Osteocrin, also known as Musclin, is a secreted protein that is primarily expressed in bone and muscle. It is synthesized as a proprotein (11 kDa) that undergoes proteolytic processing to generate a mature 50 amino acid C-terminal active peptide (1). It was found to modulate osteoblast differentation and to regulate glucose metabolism in muscles (2). Mouse Osteocrin proprotein shares 77% and 78% amino acid sequence identity with the rat and human protein, respectively. Secretion of Osteocrin has been shown to be increased with exercise and is associated with metabolically beneficial formation of brown fat (3). Osteocrin has also been attributed to increases in exercise endurance through promotion of mitochondrial biosynthesis (4). Based on similarities with NPs (natriuretic peptides), Osteocrin was found to interact with NP clearance receptor NPR-C. This interaction is thought to modulate the availability of NPs, importantly increasing CNP which has been shown to stimulate endochondral ossification and elongate bones (5). In primates, Osteocrin may have evolved to regulate neuronal structure and function (6).
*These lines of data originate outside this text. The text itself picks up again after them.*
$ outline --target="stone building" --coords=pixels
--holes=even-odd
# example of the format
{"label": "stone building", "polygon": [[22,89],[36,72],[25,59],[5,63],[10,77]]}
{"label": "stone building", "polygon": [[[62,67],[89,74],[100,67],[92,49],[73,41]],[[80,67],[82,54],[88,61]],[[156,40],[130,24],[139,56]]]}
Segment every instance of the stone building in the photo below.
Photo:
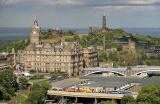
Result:
{"label": "stone building", "polygon": [[[24,64],[25,71],[61,71],[68,73],[71,77],[82,75],[83,66],[86,66],[84,62],[89,64],[87,67],[98,65],[96,64],[97,54],[95,51],[89,51],[85,54],[83,52],[79,43],[65,42],[64,39],[61,40],[60,45],[42,43],[40,41],[40,27],[35,20],[30,33],[30,44],[25,50],[18,51],[17,62]],[[84,58],[83,55],[87,57]]]}
{"label": "stone building", "polygon": [[84,68],[98,66],[98,53],[93,47],[83,49]]}

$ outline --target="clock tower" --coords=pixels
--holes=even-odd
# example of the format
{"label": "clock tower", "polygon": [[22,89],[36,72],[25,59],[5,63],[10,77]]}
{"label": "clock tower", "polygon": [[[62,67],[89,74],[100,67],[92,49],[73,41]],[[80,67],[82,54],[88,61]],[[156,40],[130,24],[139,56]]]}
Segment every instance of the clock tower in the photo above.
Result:
{"label": "clock tower", "polygon": [[33,45],[39,45],[40,44],[40,27],[38,26],[38,21],[35,19],[34,26],[31,28],[30,33],[30,42]]}

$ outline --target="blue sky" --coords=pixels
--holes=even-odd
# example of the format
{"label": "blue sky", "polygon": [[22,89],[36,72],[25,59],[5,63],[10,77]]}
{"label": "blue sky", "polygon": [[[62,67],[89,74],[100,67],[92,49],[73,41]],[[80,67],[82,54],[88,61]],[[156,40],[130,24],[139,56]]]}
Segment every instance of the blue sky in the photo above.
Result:
{"label": "blue sky", "polygon": [[0,0],[0,27],[30,27],[37,16],[41,27],[101,26],[160,28],[160,0]]}

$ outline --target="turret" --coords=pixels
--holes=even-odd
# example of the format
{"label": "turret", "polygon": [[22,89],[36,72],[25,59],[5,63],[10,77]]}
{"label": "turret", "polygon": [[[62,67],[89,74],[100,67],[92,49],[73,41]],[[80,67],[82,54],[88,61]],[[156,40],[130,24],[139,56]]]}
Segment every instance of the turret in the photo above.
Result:
{"label": "turret", "polygon": [[38,20],[34,20],[34,26],[31,28],[31,33],[30,33],[30,42],[33,45],[38,45],[40,44],[40,27],[38,26]]}

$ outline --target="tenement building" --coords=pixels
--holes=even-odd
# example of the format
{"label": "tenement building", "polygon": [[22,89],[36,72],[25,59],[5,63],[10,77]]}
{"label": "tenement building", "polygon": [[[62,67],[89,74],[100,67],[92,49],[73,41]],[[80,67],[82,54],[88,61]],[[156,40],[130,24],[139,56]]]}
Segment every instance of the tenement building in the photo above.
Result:
{"label": "tenement building", "polygon": [[[35,20],[30,33],[30,44],[25,50],[18,51],[17,62],[24,63],[25,71],[61,71],[67,72],[71,77],[83,73],[83,66],[85,66],[86,60],[97,61],[97,54],[96,57],[91,55],[91,57],[84,59],[83,48],[77,42],[65,42],[64,39],[61,39],[61,44],[59,45],[42,43],[40,41],[40,31],[38,22]],[[95,51],[93,52],[95,53]],[[92,51],[87,54],[90,53]],[[91,64],[90,67],[92,67]]]}

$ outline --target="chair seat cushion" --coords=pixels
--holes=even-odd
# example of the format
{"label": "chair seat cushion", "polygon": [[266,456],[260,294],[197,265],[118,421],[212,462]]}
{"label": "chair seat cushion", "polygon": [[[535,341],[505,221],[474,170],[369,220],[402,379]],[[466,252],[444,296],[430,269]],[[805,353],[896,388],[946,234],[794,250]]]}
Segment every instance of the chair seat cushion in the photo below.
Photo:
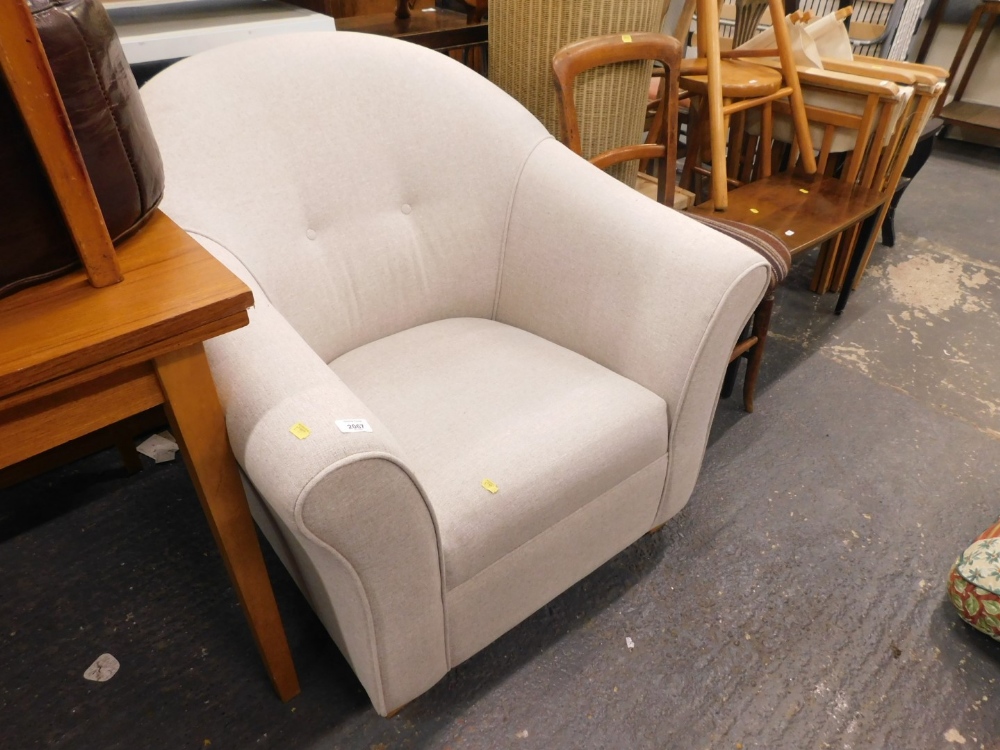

- Nishizawa, H. et al. (2004) Journal of Biological Chemistry, 279:19391.
- Thomas, G. et al. (2003) Journal of Biological Chemistry, 278:50563.
- Jeramic N. et al. (2017) J Cell Physiol 232:61.
- Subbatino, E. et al. (2015) Proc. Acad. Natl. Sci. U. S. A. 112:16042.
- Kanai, Y. et al. (2017) J of Clin Invest 127: 4136
- Ataman, B. et al. (2016) Nature 539:242.